Так Настасья толковала невестке, про себя соображая другое: ко двору пришлась Катерина. Душевная. Всем хочет угодить. Даже немушкам этим. Но не приспособленка. Нет в ней ни хитрости, ни корысти. Простодырая. Натерпелась, знать, и бедности, и работы лошадиной на дядю чужого. И одинокости. Своего собственного восхотелось – пусть и некорыстного, но своего.

Понять подобное немудрено, и Настасья понимала. Сама намоталась по чужим углам. Сама хлебнула мурцовки. Сама изработанная, изъезженная, как тот конь Савраска, которого пришлось свести в колхоз. Последнего от хозяйства, нажитого с муженьком.

Настасья на своей тумбочке будто прозревает всю свою прошлую жизнь.
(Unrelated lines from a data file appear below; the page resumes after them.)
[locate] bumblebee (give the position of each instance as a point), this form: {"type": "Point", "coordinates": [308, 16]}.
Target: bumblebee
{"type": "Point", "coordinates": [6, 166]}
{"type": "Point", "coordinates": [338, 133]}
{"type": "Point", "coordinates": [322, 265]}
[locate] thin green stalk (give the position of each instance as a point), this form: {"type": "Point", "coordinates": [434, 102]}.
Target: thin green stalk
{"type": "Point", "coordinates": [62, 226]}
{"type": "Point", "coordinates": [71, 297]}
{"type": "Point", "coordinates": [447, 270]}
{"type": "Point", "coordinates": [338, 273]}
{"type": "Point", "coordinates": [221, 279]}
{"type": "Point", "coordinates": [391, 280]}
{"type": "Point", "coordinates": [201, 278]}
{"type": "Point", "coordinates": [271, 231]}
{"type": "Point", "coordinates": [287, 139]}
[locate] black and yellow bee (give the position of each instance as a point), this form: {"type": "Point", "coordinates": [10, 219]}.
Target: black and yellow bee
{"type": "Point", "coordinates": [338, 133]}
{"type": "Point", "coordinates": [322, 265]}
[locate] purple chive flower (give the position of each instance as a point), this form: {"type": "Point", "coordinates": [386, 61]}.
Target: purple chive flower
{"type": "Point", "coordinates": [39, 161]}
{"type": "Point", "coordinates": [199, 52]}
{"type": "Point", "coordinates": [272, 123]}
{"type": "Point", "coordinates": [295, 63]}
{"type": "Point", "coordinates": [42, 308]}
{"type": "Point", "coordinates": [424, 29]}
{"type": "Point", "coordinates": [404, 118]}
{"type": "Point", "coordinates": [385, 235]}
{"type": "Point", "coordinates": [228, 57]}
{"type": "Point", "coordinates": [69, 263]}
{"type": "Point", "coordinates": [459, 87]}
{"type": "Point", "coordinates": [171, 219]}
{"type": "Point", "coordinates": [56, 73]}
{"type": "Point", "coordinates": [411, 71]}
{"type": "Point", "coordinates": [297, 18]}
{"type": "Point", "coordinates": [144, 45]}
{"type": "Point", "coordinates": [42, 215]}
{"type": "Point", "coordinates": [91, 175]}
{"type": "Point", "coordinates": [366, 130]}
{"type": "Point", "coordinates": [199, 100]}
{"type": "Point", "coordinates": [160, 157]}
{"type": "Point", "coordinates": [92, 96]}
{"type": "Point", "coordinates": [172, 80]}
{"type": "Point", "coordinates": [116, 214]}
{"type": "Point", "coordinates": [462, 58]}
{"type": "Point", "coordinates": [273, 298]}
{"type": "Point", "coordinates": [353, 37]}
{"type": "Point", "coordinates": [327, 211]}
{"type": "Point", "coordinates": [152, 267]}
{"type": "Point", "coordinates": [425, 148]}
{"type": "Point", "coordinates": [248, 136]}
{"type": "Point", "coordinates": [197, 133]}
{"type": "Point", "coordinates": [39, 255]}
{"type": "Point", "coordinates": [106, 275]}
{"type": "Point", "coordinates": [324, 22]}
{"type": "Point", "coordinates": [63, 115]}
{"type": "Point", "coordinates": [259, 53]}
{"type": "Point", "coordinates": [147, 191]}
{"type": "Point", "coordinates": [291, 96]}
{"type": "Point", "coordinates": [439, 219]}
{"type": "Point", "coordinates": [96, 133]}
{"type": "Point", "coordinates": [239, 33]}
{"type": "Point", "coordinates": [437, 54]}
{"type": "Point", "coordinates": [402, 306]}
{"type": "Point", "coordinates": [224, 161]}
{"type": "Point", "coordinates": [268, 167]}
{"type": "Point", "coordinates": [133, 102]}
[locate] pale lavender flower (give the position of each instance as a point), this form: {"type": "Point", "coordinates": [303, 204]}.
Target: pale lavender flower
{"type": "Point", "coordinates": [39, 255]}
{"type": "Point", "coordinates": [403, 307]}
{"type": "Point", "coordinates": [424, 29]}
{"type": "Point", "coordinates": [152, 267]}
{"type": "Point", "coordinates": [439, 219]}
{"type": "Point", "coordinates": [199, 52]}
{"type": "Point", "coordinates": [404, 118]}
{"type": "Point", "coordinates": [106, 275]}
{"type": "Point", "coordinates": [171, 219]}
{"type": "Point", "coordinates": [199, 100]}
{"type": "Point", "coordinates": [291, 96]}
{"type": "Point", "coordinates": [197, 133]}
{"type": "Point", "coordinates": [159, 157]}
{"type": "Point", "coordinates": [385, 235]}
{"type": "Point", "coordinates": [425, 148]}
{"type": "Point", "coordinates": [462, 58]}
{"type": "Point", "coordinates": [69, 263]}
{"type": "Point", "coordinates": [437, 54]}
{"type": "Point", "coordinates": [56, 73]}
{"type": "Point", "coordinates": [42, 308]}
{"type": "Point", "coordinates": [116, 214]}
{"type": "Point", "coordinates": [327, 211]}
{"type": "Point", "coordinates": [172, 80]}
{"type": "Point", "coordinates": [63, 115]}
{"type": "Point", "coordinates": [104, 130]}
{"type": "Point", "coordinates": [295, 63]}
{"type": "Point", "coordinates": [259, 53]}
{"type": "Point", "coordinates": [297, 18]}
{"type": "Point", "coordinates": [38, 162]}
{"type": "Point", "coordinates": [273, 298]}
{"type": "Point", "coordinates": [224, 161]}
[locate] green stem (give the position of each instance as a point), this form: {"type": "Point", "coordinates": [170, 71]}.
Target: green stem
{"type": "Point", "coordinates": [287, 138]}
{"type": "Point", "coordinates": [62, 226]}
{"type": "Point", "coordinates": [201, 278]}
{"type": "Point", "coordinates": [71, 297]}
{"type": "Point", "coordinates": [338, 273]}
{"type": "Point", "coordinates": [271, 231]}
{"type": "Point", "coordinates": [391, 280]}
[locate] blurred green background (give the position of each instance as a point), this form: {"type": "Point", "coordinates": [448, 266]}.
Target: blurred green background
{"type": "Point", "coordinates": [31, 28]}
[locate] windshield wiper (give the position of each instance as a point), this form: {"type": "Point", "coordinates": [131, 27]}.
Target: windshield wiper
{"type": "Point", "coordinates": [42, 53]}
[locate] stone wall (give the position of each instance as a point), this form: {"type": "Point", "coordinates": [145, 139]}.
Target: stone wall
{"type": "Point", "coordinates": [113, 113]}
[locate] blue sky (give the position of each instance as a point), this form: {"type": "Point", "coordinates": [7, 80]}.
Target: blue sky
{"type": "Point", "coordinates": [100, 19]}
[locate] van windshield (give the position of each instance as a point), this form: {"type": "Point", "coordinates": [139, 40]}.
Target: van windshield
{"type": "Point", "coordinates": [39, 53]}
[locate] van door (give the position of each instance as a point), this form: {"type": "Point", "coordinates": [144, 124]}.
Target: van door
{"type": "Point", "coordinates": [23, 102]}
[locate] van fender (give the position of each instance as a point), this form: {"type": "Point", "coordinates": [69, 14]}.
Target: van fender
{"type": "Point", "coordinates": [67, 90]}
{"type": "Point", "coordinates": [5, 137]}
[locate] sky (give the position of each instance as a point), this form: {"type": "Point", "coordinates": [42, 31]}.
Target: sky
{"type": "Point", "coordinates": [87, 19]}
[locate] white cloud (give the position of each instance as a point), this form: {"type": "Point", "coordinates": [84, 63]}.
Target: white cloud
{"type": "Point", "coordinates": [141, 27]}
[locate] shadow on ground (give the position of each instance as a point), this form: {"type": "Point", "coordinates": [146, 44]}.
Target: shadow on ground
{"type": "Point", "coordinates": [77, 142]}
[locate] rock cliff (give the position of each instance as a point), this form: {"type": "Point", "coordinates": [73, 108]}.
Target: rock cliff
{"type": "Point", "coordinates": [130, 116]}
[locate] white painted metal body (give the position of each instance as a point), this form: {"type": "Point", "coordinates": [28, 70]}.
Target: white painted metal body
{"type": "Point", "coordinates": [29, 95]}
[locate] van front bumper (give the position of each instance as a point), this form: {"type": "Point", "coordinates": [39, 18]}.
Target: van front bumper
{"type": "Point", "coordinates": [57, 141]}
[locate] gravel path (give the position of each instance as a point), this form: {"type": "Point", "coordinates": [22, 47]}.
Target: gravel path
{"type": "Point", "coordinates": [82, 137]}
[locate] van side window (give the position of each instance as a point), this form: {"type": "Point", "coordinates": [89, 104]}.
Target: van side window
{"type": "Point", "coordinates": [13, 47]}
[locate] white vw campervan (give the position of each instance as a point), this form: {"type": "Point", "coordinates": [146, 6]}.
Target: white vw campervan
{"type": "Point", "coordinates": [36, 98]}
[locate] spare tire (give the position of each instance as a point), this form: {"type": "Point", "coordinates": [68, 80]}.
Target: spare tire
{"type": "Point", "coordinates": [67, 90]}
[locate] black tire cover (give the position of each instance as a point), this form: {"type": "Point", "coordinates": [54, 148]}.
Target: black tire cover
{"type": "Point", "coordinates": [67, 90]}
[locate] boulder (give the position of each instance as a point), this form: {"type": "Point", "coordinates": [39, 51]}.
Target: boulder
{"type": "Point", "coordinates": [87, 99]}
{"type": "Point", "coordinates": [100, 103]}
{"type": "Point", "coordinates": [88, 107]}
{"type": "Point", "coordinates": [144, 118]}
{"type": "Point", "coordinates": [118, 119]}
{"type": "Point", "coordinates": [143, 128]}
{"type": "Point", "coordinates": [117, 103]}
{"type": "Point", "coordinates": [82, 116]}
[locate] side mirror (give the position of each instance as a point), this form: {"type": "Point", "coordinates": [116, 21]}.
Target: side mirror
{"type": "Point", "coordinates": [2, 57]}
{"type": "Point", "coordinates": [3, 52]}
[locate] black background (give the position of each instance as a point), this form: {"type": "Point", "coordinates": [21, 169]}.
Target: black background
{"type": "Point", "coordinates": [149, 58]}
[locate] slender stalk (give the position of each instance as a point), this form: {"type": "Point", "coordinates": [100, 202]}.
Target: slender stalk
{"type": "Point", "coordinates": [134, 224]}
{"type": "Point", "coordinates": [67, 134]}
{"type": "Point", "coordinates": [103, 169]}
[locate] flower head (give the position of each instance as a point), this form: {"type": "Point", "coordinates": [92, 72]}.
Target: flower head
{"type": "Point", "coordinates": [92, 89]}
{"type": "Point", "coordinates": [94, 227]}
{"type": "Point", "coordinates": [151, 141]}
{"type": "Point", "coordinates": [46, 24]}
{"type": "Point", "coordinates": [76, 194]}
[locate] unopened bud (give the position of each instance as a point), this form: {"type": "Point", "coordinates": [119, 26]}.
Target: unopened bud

В такие, ставшие нередкими, минуты она отдаляется от хлопот по скотине, от топтания в кути, от всего, что во дворе за окошком, останавливая свой полуслепой взгляд исключительно на ребятне – не залезли бы куда да чего не понаделали. До мелочей, до отдельно обронённых слов припоминает Настасья своё прошлое. И ежели б спросить, в тягость али в сладость ей те наново переживаемые мгновения – не сказала бы ничего вразумительного. Ведь это была её жизнь: с мужем и без оного, с прибавляющимися в семействе ребятишками и с потерями невосполнимыми, когда те умирали. С дырами и прорехами, бедами малыми и бедами большими.

А у крестьянина, известно, все беды и радости со скотиной связаны. Потому помнит Настасья каждую коровёнку, каждую лошадёнку, курёнка, поросёнка, ягнёнка. И вот кажется ей: закрой глаза (что бабка иной раз и проделывает) – и пред внутренним взором твоим чередом пройдёт вся, какая ни была в жизни, скотинка-животинка. И с каждой связана какая-то история: грустная ли, вовсе ли печальная, может, и совсем трагическая. Сердце женщины-крестьянки прикипает ко всякой – за каждой ходила, каждую оглаживала, на каждую молилась.

Вот и с конём Саврасым своя история связана.

Явился закадычный дружка муженька Ларион Белов и говорит:

– Сбываются предсказания твоего Семёна – царствие ему небесное. Колхоз организуем. Тебе как вдове пламенного революцанера первой надобно пример подать. Давай в колхоз твоего Саврасого, весь скот, всех лошадей будем сгонять в одну общую кучу, чтоб всем миром трудиться на благо новага сацалистическага общества.

– Взнуздывай, – обронила Настасья глухо. – Всё одно, горлопаны, отымете…

Крякнул Ларион, потоптался у порога, добавил:

– Я, Настя, буду стоять на том, чтоб колхоз назвали именем Семёна.

– А мне всё одно – хоть горшком, тока меня боле не тревожьте.

И – назвали. Правда, горлопанили долго, благо не подрались. А могли бы. Председателем выбрали Лариона.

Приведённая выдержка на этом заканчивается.